His service records show that his most significant duty
assignment in Korea was with a heavy mortar company and
infantry unit and that he had received a Bronze Service Star
and a Combat Infantryman’s Badge, indicating that he had
engaged in combat with the enemy.
The veteran probably was exposed to acoustic traumawhile
serving in combat as a mortarman. This evidence is
consistent with the circumstances, conditions, and hardships
of the veteran’s occupation as a mortarman with an infantry
regiment, and thus, is sufficient proof of exposure to
acoustic trauma during service. See 38 U.S.C.A. § 1154(b);
Caluza, supra.
The post-service medical records first reflect tinnitus in
an October 1988 VA outpatient treatment record, at which time
the veteran was noted to experience constant tinnitus. In
hospital treatment reports from PGHMC, dated from August to
September 1989, the veteran reported chronic ringing or
buzzing of the ears since serving as an artilleryman in
Korean. On VA examination in March 1994, he reported
complaints of constant bilateral tinnitus since serving as a
mortarman in Korea.

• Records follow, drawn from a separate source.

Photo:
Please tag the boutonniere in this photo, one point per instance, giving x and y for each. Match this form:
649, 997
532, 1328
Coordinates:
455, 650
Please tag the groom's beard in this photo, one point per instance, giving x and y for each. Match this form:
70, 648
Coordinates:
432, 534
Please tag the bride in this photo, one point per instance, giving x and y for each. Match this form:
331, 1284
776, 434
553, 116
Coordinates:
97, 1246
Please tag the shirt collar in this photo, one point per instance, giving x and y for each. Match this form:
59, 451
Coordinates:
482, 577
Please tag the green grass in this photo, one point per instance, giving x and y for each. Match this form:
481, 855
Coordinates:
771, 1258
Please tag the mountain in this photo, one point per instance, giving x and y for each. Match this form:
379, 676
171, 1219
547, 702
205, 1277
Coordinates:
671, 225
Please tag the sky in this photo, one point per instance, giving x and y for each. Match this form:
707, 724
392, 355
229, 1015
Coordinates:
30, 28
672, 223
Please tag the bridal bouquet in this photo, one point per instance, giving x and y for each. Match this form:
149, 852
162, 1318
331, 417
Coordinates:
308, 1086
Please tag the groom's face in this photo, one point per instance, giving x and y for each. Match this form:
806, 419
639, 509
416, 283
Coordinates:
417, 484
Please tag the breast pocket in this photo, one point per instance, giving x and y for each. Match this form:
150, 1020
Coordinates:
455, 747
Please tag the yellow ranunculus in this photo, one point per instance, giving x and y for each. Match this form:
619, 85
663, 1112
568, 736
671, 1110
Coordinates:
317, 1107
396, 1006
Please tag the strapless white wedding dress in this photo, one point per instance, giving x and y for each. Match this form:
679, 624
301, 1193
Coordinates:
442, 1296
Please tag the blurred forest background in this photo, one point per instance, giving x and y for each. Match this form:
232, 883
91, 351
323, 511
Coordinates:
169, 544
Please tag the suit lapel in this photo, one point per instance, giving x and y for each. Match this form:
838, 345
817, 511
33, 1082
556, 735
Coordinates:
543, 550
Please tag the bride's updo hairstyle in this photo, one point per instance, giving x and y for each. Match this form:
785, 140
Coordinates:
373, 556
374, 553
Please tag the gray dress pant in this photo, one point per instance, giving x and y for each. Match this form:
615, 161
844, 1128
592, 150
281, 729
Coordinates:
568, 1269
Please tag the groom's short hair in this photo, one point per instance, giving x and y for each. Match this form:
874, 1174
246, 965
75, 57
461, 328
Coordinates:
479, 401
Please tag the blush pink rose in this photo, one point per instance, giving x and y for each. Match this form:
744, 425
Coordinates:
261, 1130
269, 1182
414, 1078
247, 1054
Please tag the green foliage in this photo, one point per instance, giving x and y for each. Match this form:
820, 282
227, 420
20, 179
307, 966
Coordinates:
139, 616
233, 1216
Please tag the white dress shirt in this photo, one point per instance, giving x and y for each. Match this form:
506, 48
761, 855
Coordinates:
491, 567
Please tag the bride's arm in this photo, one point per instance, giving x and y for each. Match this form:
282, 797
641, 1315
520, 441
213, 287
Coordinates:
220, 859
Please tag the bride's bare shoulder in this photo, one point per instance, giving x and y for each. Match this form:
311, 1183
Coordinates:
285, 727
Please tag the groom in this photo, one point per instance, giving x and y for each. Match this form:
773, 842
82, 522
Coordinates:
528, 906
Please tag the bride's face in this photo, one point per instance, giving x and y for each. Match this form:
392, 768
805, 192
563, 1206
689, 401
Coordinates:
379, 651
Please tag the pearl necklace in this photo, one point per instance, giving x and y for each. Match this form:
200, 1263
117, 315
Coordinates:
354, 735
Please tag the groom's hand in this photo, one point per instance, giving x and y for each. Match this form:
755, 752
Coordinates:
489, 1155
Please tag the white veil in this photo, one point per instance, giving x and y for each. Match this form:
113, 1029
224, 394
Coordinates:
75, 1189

The impression was bilateral tinnitus.
Moreover, as indicated above, the Board observes that Dr.
Bash, in his January 1998 medical statement, opined that is
was “reasonably likely” that the veteran’s “extensive
exposure to acoustic trauma in combat caused his hearing loss
with tinnitus.”
In this case, the Board finds that the evidence is in
equipoise as to whether the veteran incurred bilateral
tinnitus in the service. While the veteran’s service medical
records cannot be evaluated as they were destroyed in the
1973 St. Louis fire, the veteran has provided satisfactory,
credible lay evidence establishing a history of acoustic
trauma due to noise exposure in service. Further, as the
veteran has current diagnosis of bilateral tinnitus and Dr.
Bash, in his January 1998 medical statement, satisfactorily
linked the current bilateral tinnitus disorder to service,
the Board may reasonably conclude that the veteran’s exposure
to acoustic trauma in the service caused the veteran’s
bilateral tinnitus. This evidence raises a reasonable doubt
as to the incurrence of bilateral tinnitus caused by noise
exposure in service. Accordingly, resolving reasonable doubt
in the veteran's favor, the Board concludes that the
veteran’s bilateral tinnitus is of service onset. Hence,
service connection for bilateral tinnitus is granted.
ORDER
Entitlement to service connection for bilateral hearing loss
is granted, subject to the laws and regulations governing the
payment of monetary benefits.
Entitlement to service connection for bilateral tinnitus is
granted, subject to the laws and regulations governing the
payment of monetary benefits.
BRUCE KANNEE
Member, Board of Veterans' Appeals
NOTICE OF APPELLATE RIGHTS: Under 38 U.S.C.A. § 7266 (West
1991 & Supp. 1997), a decision of the Board of Veterans'
Appeals granting less than the complete benefit, or benefits,
sought on appeal is appealable to the United States Court of
Veterans Appeals within 120 days from the date of mailing of
notice of the decision, provided that a Notice of
Disagreement concerning an issue which was before the Board
was filed with the agency of original jurisdiction on or
after November 18, 1988. Veterans' Judicial Review Act,
Pub. L. No. 100-687, § 402, 102 Stat. 4105, 4122 (1988). The
date which appears on the face of this decision constitutes
the date of mailing and the copy of this decision which you
have received is your notice of the action taken on your
appeal by the Board of Veterans' Appeals.